5. Predicting post-hepatectomy liver failure (PHLF) and future liver remnant (FLR) outcome
Emerging models combine radiomics with clinical indices to forecast PHLF risk and helpful when planning major hepatectomy or staged resections (ALPPS) and patient selection for preoperative portal vein embolization. These are early-stage but promising.
Recent technical and clinical advances (2023–2025 highlights)
- MRI-based radiomics growth: MRI-radiomics for HCC has expanded with studies showing improved detection, MVI prediction, and recurrence forecasting using multiphase MRI features.
- Integration with MR-guided RT: MR-guided radiotherapy platforms combined with radiomics allow adaptive treatment planning based on imaging biomarkers. Early work shows improved targeting and potential to use radiomics for response prediction.
- Multimodal imaging & PET/CT fusion: combining PET metrics with CT/MRI radiomics increases predictive power in some cohorts (especially for metastatic disease).
- Interpretable ML & survival-path models: newer methods (fusion survival path, explainable models) allow longitudinal prognostication and clearer feature importance & aiding clinical acceptance.
Limitations & practical cautions for surgical teams
- Heterogeneity & reproducibility: differences in scanners, protocols, reconstruction algorithms, and segmentation produce variability.

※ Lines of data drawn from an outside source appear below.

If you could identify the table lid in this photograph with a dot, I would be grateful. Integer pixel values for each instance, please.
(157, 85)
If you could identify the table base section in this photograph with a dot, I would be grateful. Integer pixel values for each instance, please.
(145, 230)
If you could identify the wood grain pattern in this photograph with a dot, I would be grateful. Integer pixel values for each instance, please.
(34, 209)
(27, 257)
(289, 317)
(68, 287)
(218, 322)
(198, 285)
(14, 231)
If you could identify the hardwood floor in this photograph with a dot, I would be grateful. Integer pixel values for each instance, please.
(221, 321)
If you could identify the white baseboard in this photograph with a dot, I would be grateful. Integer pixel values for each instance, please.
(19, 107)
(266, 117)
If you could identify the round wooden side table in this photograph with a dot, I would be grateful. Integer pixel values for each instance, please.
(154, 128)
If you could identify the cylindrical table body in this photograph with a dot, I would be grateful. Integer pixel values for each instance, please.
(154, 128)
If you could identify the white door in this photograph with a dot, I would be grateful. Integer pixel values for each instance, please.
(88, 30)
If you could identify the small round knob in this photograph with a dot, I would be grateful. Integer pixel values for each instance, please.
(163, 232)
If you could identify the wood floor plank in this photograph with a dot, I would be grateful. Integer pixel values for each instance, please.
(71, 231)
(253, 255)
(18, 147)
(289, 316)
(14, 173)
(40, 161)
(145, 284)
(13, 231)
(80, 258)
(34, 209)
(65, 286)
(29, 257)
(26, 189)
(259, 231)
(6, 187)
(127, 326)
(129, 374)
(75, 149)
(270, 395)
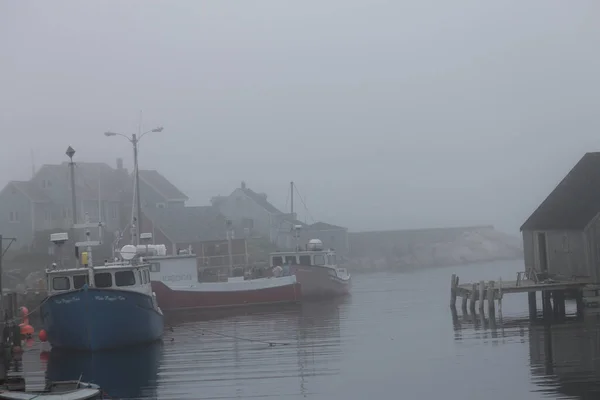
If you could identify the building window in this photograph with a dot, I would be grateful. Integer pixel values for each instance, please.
(319, 259)
(61, 283)
(155, 267)
(79, 281)
(124, 278)
(305, 260)
(13, 216)
(103, 280)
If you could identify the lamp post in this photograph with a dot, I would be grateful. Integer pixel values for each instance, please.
(134, 140)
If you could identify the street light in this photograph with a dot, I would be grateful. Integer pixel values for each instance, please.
(134, 140)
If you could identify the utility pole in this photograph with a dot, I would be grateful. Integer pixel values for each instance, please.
(138, 202)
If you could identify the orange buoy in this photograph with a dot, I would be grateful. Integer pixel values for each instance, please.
(44, 356)
(26, 329)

Standardization and harmonization are essential before using models to change surgical plans.
- External validation lacking: many promising models report single-center performance; few have robust multi-center prospective validation required for altering operative strategy.
- Regulatory & workflow integration: regulatory clearance, integration into PACS/OR workflows, and clear responsibility for model outputs are unresolved practical issues.

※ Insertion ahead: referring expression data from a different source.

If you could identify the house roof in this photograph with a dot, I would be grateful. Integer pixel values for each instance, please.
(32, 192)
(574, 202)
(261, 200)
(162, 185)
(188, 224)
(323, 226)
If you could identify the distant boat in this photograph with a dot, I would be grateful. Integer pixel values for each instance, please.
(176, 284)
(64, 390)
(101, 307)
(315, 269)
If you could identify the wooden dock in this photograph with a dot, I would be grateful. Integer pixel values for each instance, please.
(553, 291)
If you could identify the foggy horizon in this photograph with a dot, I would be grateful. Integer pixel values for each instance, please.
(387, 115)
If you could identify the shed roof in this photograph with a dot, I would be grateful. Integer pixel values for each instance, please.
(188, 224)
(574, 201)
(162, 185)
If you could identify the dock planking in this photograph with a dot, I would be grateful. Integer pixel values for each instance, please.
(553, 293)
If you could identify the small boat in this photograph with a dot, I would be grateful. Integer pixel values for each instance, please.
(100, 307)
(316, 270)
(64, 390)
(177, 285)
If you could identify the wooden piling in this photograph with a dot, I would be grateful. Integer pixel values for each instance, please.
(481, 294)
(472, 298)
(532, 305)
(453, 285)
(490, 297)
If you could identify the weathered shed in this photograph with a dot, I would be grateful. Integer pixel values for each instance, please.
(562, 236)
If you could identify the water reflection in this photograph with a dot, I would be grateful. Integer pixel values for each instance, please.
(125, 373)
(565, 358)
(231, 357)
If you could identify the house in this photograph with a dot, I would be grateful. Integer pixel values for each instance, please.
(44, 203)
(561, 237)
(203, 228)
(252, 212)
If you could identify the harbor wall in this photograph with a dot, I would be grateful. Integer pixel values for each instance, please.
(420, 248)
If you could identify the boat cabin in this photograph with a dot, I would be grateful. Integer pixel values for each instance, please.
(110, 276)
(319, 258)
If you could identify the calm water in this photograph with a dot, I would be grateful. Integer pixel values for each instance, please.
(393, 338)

- Explainability & medicolegal implications: black-box predictions without clear feature explanations are harder to adopt for surgical decision-making.
How to adopt radiomics responsibly in surgical practice (practical roadmap)

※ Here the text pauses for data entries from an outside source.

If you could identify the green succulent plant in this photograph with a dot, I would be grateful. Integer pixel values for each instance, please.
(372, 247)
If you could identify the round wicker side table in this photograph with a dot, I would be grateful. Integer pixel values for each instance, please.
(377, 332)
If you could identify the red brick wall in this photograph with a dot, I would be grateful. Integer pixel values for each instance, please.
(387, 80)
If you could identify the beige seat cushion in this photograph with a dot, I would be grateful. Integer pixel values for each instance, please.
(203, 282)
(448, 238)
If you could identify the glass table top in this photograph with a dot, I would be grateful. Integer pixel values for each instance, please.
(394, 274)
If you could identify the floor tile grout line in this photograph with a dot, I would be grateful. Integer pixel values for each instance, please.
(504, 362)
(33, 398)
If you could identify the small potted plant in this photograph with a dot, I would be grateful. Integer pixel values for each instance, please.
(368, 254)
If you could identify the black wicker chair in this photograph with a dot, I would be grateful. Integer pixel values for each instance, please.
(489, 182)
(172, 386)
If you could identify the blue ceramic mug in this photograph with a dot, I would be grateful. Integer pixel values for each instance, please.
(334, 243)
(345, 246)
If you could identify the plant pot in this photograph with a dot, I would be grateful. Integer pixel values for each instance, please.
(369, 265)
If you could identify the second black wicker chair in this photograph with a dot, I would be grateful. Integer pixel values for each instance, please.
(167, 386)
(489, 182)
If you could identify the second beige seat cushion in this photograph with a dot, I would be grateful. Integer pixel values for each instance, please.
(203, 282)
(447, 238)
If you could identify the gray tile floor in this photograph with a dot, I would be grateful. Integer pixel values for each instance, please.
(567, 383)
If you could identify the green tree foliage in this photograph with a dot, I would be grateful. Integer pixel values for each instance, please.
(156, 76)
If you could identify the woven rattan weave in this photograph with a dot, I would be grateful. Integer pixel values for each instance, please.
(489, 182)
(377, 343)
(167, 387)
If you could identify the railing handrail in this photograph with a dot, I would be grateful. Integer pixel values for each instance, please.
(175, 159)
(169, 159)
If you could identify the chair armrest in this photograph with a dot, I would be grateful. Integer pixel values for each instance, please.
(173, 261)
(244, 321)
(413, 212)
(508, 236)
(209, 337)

- Multidisciplinary pilot projects: work with radiology, radiation oncology, data science, and IT to pilot validated models within a controlled pathway.
- Standardize imaging protocols: adopt consistent CT/MR protocols for liver oncology; document reconstruction parameters.
- Segmentation QA: use validated automatic or semi-automatic segmentation and institute interobserver checks for GTV and peritumoral zones.
- Use models as adjuncts, not replacements: combine radiomics output with clinical judgment and pathology; reserve major changes in operative strategy for models with strong external validation.
- Contribute to registries & trials: participate in multicenter validation studies and federated learning efforts to improve generalizability and protect patient privacy.
Near-term research & future directions (what to watch)
- Prospective multicenter trials validating radiomics-guided surgical strategies.
- Federated learning to pool multi-institutional data without moving raw images offsite , accelerates generalizable model training.
- Multi-omics fusion (radiogenomics) linking imaging features with genomics to identify actionable phenotypes and therapy targets.
- MR-guided adaptive therapies where radiomics informs on-table decisions during ablation or MR-LINAC sessions.
Final take (for the operating theatre)
Radiomics is moving from academic promise toward actionable adjuncts that can inform surgical planning for liver cancer , particularly for predicting microvascular invasion, recurrence risk, and treatment response. For now, treat radiomics outputs as decision-augmenting information: useful when validated and interpreted within a multidisciplinary pathway, but not yet a standalone reason to change operative plans without corroborating evidence. Engage with radiology and data scientists to run local pilots, contribute to validation networks, and prepare your unit to safely integrate these tools as the evidence base matures.